Palm Oil Futures Gain as Drop to Seven Month Low Attracts Buyers

Palm oil advanced for the first time in six days after a drop to a seven-month low yesterday attracted buyers of the world’s most consumed cooking oil.

The contract for October delivery, with the biggest volume, gained as much as 2 percent to 2,273 ringgit ($713) a metric ton on the Bursa Malaysia Derivatives, and was at 2,270 ringgit at 12:19 p.m. in Kuala Lumpur. The September-delivery contract fell yesterday to the lowest price at close for most-active futures since Dec. 13. Palm for local physical delivery in August was at 2,285 ringgit yesterday, data compiled by Bloomberg show.

Concerns over China’s economic slowdown and a bumper U.S. soybean harvest have led to speculation demand for palm would slow, driving prices down about 6.5 percent in the past five days. Palm oil fundamentals have improved and prices are poised to trade higher in the coming months, wrote Ong Chee Ting, analyst at Maybank Investment Bank Bhd., in a report today.

“Low prices may attract demand again,” said Alan Lim Seong Chun, an analyst at Kenanga Investment Bank Bhd. “The drop has factored in almost all of the negative news, which includes the higher soybean production estimate by the USDA and weak exports for the first 15 days. It’s a technical rebound because it’s oversold, the RSI is below 30.”

Palm oil’s 14-day relative strength index fell below 30 on July 15 and yesterday, a technical signal to some analysts that an asset’s price has fallen too fast and is poised to increase.

Exports from Malaysia, the largest producer after Indonesia, fell 24 percent to 536,391 tons in the first 15 days of July from the same period in June, surveyor SGS (Malaysia) Sdn. said on July 15.

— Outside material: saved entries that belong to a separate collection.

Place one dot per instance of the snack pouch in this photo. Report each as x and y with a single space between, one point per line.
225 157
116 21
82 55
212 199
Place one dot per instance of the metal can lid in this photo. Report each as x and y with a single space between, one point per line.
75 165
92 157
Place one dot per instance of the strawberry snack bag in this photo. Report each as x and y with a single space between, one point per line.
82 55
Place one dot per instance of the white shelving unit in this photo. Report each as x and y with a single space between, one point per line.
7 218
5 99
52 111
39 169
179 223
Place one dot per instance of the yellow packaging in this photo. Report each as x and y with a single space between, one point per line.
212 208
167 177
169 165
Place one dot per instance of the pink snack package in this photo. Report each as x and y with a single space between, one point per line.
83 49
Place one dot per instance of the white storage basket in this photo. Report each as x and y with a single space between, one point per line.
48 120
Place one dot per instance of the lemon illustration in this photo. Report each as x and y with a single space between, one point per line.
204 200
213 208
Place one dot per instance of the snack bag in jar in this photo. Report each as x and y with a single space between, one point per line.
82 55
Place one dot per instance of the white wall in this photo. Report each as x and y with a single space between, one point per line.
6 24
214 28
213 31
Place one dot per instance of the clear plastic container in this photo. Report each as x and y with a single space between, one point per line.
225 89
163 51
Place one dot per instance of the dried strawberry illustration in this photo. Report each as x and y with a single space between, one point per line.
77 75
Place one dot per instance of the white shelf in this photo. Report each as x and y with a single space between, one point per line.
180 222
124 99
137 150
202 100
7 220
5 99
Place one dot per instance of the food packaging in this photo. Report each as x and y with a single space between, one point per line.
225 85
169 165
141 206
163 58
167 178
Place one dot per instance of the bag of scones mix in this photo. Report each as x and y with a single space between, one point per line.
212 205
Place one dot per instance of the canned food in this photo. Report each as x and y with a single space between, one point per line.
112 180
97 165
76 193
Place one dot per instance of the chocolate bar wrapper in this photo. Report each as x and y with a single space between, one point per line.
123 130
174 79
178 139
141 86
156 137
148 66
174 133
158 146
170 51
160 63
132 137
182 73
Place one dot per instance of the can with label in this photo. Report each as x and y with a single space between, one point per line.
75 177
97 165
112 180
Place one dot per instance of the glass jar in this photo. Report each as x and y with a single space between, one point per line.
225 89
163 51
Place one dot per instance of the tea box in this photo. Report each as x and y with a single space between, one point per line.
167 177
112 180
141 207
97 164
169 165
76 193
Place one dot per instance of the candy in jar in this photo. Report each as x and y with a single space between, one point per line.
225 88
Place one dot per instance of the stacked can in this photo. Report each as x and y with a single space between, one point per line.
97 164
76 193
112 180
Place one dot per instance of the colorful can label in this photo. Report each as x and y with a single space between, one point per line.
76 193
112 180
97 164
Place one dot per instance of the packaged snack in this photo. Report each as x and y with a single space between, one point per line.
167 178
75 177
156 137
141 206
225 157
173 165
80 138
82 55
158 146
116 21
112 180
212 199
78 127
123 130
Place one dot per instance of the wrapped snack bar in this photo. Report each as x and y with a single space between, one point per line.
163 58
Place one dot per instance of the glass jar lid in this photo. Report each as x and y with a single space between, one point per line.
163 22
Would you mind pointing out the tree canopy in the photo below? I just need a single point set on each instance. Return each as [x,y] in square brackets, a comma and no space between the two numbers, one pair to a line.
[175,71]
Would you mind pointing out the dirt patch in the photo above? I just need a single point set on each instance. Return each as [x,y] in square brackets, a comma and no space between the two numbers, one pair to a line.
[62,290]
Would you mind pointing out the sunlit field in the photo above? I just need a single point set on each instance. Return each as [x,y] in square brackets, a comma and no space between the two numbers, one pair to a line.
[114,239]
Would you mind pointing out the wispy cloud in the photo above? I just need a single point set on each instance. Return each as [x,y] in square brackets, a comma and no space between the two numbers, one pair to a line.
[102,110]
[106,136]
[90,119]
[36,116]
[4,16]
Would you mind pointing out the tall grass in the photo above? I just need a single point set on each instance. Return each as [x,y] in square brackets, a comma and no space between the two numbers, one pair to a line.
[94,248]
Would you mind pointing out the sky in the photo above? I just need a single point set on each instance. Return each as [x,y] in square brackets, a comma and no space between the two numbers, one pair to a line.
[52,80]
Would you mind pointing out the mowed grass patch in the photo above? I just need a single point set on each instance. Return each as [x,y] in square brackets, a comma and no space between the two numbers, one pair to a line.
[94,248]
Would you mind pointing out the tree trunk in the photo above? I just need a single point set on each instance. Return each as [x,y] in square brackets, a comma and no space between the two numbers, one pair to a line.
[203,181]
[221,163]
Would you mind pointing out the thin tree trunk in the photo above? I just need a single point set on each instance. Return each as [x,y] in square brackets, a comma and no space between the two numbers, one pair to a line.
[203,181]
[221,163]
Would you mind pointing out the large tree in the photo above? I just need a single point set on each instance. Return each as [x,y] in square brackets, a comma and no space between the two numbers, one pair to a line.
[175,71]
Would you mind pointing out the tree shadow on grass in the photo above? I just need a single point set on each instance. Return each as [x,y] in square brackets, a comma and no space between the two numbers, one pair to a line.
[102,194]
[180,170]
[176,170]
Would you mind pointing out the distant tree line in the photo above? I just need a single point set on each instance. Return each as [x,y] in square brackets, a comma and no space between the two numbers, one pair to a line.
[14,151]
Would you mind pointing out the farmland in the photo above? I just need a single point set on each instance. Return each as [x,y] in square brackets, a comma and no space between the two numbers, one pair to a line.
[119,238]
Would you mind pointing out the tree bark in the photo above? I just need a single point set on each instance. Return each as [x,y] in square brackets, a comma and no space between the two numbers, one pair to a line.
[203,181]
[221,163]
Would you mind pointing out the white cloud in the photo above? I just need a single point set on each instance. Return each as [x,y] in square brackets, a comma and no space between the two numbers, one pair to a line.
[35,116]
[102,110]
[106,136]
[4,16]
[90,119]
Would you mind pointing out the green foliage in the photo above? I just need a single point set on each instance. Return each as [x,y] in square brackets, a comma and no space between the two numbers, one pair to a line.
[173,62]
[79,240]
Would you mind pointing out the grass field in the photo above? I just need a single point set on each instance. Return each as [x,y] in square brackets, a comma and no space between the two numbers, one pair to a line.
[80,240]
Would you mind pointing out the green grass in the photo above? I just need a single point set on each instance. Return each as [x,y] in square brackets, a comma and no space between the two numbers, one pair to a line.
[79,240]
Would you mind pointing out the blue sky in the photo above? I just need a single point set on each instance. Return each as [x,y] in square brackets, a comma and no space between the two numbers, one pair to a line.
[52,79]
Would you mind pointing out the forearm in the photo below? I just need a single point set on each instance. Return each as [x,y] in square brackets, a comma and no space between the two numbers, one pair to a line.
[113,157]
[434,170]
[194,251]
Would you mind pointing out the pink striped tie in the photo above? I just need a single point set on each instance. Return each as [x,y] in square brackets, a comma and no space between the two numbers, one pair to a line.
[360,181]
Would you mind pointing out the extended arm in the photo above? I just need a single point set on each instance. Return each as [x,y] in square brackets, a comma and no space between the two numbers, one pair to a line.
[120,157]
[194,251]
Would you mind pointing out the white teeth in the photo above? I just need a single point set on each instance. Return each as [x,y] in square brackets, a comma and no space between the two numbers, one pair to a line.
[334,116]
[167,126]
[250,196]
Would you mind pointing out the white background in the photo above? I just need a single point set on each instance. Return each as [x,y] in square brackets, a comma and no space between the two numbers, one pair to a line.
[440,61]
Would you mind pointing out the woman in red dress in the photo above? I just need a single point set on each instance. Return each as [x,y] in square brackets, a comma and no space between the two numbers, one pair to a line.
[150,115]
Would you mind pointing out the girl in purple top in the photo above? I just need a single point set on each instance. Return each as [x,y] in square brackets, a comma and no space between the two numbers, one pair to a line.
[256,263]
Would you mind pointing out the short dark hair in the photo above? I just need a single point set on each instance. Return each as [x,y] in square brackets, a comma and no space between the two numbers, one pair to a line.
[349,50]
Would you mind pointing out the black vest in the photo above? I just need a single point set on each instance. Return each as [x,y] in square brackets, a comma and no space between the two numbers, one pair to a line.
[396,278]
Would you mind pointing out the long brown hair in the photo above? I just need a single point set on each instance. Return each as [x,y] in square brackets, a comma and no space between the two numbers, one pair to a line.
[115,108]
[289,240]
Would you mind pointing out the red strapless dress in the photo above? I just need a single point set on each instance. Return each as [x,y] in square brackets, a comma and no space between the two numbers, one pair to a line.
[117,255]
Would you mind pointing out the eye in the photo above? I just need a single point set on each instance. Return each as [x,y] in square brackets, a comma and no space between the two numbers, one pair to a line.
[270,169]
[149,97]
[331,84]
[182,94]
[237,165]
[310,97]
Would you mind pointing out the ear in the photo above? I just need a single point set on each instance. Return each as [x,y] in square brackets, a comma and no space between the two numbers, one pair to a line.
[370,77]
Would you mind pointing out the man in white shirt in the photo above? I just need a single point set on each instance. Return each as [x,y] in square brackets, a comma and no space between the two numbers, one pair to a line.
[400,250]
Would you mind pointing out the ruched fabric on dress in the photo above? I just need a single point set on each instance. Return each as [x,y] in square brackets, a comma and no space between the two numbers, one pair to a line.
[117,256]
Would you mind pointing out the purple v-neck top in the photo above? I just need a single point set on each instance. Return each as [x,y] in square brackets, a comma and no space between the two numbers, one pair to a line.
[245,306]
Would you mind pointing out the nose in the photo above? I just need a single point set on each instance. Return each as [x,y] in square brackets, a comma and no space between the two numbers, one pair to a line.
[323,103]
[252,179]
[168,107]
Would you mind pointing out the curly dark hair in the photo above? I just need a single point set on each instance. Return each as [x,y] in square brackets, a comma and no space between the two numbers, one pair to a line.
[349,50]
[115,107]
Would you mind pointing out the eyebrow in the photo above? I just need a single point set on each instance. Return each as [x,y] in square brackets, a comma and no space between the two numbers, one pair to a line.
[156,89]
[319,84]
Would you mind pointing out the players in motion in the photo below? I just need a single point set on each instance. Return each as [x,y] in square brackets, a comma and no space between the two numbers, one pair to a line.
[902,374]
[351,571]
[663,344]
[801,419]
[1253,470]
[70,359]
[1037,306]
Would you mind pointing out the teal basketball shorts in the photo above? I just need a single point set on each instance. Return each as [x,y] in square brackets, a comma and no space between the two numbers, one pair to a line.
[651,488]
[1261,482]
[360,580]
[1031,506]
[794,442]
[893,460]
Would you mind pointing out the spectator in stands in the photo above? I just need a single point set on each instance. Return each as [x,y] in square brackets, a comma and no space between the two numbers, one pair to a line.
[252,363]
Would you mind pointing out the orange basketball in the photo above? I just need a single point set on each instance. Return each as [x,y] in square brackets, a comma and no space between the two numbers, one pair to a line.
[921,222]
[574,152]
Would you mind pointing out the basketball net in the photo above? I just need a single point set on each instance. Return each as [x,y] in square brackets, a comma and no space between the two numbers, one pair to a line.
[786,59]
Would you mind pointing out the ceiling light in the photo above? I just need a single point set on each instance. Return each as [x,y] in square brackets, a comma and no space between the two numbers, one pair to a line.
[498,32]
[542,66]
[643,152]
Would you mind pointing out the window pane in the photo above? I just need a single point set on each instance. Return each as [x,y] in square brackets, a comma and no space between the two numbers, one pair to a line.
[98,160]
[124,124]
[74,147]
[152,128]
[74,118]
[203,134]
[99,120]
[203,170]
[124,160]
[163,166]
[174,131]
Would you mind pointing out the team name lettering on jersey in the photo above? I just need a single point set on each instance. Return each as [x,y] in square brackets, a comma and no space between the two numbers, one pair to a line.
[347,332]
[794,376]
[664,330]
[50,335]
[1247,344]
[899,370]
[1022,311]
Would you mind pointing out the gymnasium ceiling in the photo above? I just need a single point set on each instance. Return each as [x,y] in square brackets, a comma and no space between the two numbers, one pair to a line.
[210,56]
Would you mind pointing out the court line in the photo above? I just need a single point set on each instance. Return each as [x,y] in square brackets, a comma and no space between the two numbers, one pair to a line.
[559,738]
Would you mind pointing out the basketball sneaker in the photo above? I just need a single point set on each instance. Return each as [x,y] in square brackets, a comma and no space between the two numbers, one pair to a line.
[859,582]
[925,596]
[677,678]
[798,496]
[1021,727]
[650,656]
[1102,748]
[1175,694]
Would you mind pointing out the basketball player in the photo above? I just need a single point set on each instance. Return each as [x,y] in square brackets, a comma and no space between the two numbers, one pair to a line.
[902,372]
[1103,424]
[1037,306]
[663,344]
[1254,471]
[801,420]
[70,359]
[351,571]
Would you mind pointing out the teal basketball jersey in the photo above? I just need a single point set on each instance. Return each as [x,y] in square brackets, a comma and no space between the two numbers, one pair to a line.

Refined palm oil for January delivery climbed 0.2 percent to 5,648 yuan ($921) a ton on the Dalian Commodity Exchange, after closing at the lowest price for the most-active contract since July 2009 yesterday, while soybean oil for delivery in the same month advanced 1.1 percent to 7,284 yuan.

Soybean oil for delivery in December climbed 0.7 percent to 45.59 cents a pound on the Chicago Board of Trade, while soybeans for delivery in November gained 0.3 percent to $12.905 a bushel.